All tests are chi-square tests unless indicated and compare patients with and without DDI.

Abbreviations: ARV, antiretroviral; DDI, drug–drug interaction; IQR, interquartile range; NNRTI, non-nucleoside reverse-transcriptase inhibitor; NRTI, nucleoside reverse-transcriptase inhibitors; PACA, Provence-Alpes-Côte-d’Azur.

^aStudent t test.

^bHIV duration estimated from the date of the first long-term illness exemption related to HIV.

^cWilcoxon rank test.

^dTotal number of different concomitant medications (non-ARV) delivered during 2016.

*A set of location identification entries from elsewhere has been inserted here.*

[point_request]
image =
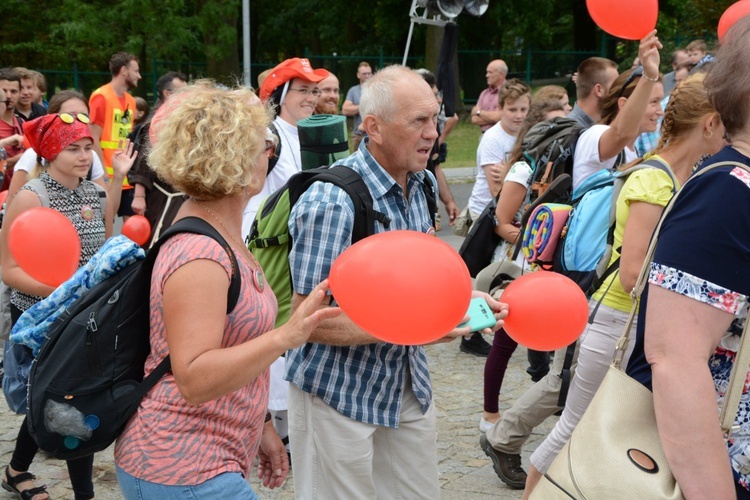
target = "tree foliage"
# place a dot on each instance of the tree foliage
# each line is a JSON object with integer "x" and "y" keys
{"x": 56, "y": 34}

^eTotal number of different diseases (HIV excluded). For more details about the determination of concomitant diseases, see the Appendix.

^fBoosted and unboosted.

Risks of DDI

The 1-year cumulative incidence was 1529/9076 patients with at least 1 DDI (16.8%; 95% CI, 16.1–17.6), corresponding to a total of 2772 DDIs, with 161 distinct DDIs identified. On average, aging PLWH had 0.3 (±0.8) DDIs during 2016. The incidence rates of DDIs per 100 person-years for NRTI drugs were as follows: tenofovir DF (n = 4070), 0.0; emtricitabine (n = 3935), 2.2; lamivudine (n = 4058), 2.1; abacavir (n = 3588), 0.3. Figure 1 illustrates the incidence per 100 patient-years of DDIs per non-nucleosidic reverse transcriptase inhibitor agent. Most DDIs revealed interactions between ARV and comedications (2534, 91%). The risk factors for at least 1 DDI are shown in Table 2. Compared with non-NNRTI plus 2 NRTIs, the use of raltegravir or dolutegravir plus 2 NRTIs significantly and independently reduced the rate of DDIs (0.02; 95% CI, 0.005–0.05; P < .0001). Other cART, including ARV regimens utilizing boosted agents, and inconsistent therapy increased the rate of DDIs. The main DDIs identified are detailed in Table 3, with their frequency, mechanism, and risks.

Figure 1.

Incidence per 100 person-years of drug–drug interactions among the POPVIH65 population related to the most common agent received, >3% of prescriptions. Abbreviations: INSTI, integrase strand transfer inhibitor; NNRTI, non-nucleoside reverse-transcriptase inhibitor; PI, protease inhibitor.

Table 2.

Multivariate Analysis to Determine Factors Associated With the Occurrence of ≥1 DDI Among the POPVIH65 Cohort (n = 9076)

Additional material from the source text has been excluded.